Along with financier Wilbur Ross, Rodney Mott built International
Steel Group into one of the world's biggest steel companies in just three
years.
When Mott left ISG last year, his salary, bonuses and stock
package was worth more than $42.7 million.
"Rodney is not the most humble guy," said Leo
Gerard, president of the United Steelworkers of America.
"But he has a lot of confidence in his ability, and I
found him to have a lot of integrity. I found him to be the kind of person you
could make an arrangement with on a handshake, and I can tell you I haven't
experienced that at Stelco in 15 years."
The 30-year steel veteran will take over Stelco when it
emerges from a marathon bankruptcy protection on March 31. It's Mott's first
foray into Canada and many steel insiders say Stelco is lucky to have landed
him.
But it could mean big changes are afoot at Hamilton's steel
giant.
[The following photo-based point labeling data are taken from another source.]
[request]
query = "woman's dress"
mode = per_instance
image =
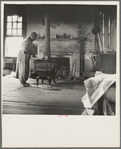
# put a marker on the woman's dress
(22, 65)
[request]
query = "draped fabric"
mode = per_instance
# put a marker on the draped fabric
(96, 87)
(22, 65)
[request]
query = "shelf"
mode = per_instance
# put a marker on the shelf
(59, 39)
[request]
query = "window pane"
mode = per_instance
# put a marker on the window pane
(12, 46)
(19, 25)
(9, 18)
(14, 31)
(14, 25)
(19, 32)
(8, 31)
(9, 25)
(14, 18)
(20, 19)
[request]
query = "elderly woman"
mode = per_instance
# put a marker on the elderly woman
(22, 66)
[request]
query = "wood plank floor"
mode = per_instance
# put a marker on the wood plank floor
(63, 98)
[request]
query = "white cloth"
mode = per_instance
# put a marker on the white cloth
(96, 87)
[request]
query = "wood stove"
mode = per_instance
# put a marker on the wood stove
(42, 69)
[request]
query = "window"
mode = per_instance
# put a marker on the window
(14, 35)
(14, 26)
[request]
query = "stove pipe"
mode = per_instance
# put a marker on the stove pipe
(47, 36)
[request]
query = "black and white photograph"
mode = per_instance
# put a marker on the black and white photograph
(60, 62)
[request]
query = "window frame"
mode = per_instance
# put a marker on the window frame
(8, 11)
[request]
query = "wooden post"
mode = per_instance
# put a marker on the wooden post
(81, 58)
(47, 36)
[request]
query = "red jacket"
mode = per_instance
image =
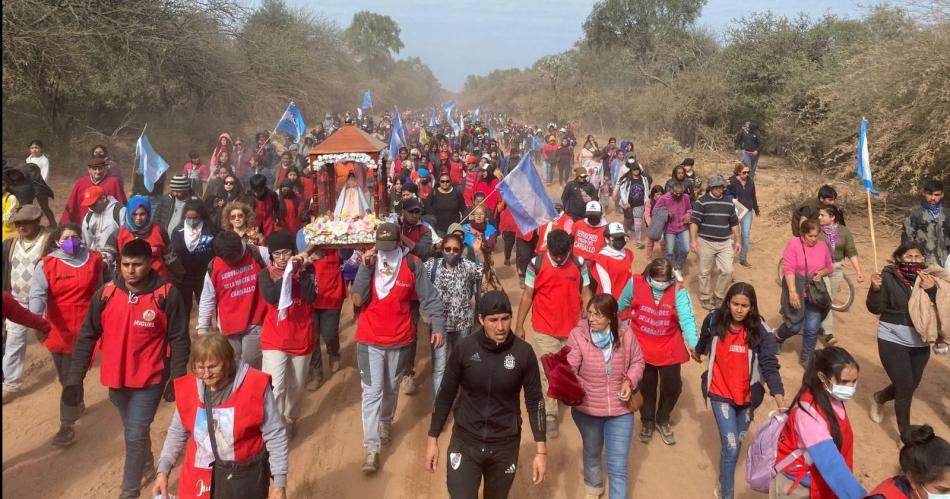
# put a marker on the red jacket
(74, 212)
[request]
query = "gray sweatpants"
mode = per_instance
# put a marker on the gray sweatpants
(381, 369)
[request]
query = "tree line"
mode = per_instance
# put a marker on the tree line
(647, 67)
(77, 72)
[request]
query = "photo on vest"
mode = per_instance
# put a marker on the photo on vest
(223, 434)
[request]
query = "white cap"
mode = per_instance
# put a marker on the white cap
(615, 229)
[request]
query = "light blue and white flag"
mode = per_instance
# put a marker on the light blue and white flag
(291, 122)
(148, 162)
(523, 192)
(864, 159)
(396, 137)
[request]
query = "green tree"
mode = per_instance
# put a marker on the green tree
(374, 38)
(639, 24)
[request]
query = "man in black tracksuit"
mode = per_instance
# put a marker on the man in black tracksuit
(491, 368)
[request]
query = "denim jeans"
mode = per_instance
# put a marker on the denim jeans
(808, 327)
(679, 243)
(733, 422)
(745, 233)
(137, 407)
(600, 434)
(440, 357)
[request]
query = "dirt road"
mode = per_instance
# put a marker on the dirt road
(326, 455)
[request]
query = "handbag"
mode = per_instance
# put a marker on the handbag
(816, 293)
(236, 479)
(635, 402)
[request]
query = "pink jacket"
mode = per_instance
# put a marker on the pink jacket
(602, 392)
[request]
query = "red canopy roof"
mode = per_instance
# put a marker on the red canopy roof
(348, 138)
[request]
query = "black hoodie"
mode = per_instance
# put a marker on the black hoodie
(491, 377)
(92, 329)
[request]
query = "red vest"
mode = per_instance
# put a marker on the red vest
(330, 290)
(588, 241)
(156, 241)
(618, 271)
(556, 306)
(888, 489)
(788, 442)
(294, 333)
(657, 325)
(235, 289)
(133, 337)
(238, 430)
(68, 297)
(387, 321)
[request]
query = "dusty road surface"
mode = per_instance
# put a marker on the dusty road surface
(326, 455)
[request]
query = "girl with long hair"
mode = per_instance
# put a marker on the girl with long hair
(741, 357)
(818, 426)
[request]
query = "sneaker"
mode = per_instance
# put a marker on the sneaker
(877, 410)
(646, 433)
(551, 426)
(666, 433)
(409, 384)
(65, 437)
(384, 433)
(334, 363)
(315, 381)
(371, 462)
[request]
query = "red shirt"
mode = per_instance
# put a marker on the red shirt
(730, 372)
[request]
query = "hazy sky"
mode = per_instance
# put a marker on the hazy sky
(461, 37)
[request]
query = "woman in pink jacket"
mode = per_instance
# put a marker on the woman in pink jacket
(606, 358)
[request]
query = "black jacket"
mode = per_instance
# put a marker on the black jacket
(890, 301)
(92, 329)
(491, 377)
(573, 199)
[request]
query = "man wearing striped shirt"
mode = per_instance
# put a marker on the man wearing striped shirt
(712, 224)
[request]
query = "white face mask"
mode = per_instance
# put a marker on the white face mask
(659, 286)
(842, 392)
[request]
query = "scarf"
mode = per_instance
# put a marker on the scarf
(387, 269)
(192, 236)
(832, 235)
(604, 341)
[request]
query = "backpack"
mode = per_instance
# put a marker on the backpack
(760, 465)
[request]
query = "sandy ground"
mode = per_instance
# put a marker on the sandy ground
(326, 455)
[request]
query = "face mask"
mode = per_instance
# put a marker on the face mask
(71, 245)
(659, 286)
(842, 392)
(910, 269)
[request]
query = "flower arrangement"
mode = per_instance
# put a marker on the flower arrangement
(343, 231)
(345, 157)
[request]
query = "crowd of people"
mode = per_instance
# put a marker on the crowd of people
(119, 278)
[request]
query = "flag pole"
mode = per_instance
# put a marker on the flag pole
(873, 238)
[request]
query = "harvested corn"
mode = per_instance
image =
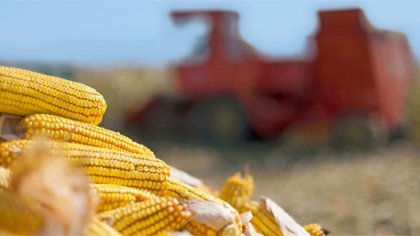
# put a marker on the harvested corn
(24, 92)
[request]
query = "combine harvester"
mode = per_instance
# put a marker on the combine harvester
(353, 84)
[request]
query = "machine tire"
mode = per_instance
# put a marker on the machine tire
(219, 121)
(358, 132)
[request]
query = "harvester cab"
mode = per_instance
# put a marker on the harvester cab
(355, 80)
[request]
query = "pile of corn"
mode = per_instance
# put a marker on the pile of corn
(64, 175)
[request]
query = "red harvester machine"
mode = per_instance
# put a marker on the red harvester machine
(354, 79)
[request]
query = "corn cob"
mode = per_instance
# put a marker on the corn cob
(63, 129)
(18, 217)
(196, 228)
(24, 92)
(115, 196)
(104, 166)
(183, 191)
(4, 179)
(99, 228)
(263, 221)
(316, 230)
(150, 217)
(238, 190)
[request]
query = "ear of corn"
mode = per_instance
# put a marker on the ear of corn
(18, 217)
(24, 92)
(197, 228)
(238, 190)
(63, 129)
(150, 217)
(4, 178)
(183, 191)
(104, 166)
(263, 221)
(115, 196)
(99, 228)
(316, 230)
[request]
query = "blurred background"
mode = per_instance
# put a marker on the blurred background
(319, 99)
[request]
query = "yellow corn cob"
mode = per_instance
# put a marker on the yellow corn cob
(316, 230)
(263, 221)
(4, 178)
(24, 92)
(18, 217)
(63, 129)
(196, 228)
(99, 228)
(183, 191)
(238, 190)
(115, 196)
(104, 166)
(150, 217)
Under Mott, ISG bought bankrupt steel mills and got them running again
based on profit-sharing, decentralized management and leaner workforces.
ISG was sold to Mittal Steel last April in a blockbuster
$4.5-billion US deal that created the world's biggest steel company. But Mott's
roots in steel are rather humble and formed on the shop floors of rural
minimills that make steel from scrap. For much of his career he worked for
Nucor, a company that began small and grew into one of the biggest steelmakers
in the U.S.
The Nucor approach was to have a lean, non-unionized staff
who worked in teams and were expected to give ideas. The wages were low but
bonuses were high.
"They hired farm boys who knew nothing about steel and
trained them," said U.S. steel industry expert John Stubbles.
He says Mott's biggest hurdle will be in bringing some of
that attitude to Stelco. "If the unions won't go along with him, the
company will fail. Unionized companies are on the rocks everywhere."
Since leaving ISG 10 months ago, Mott, 54, has been golfing
and visiting with family in Florida and Indiana. The father, grandfather and
South Carolina resident plans to start looking for a place to live in Hamilton
in April.
"He knows the business inside and out, he is very
experienced in dealing with restructurings and unions and he's got good
relations with steelworkers," said Courtney Pratt, who steps aside as CEO
to become chair of the board. "He's the complete package."
Mott plans to be closely involved with contract negotiations
this year with thousands of Hilton Works employees.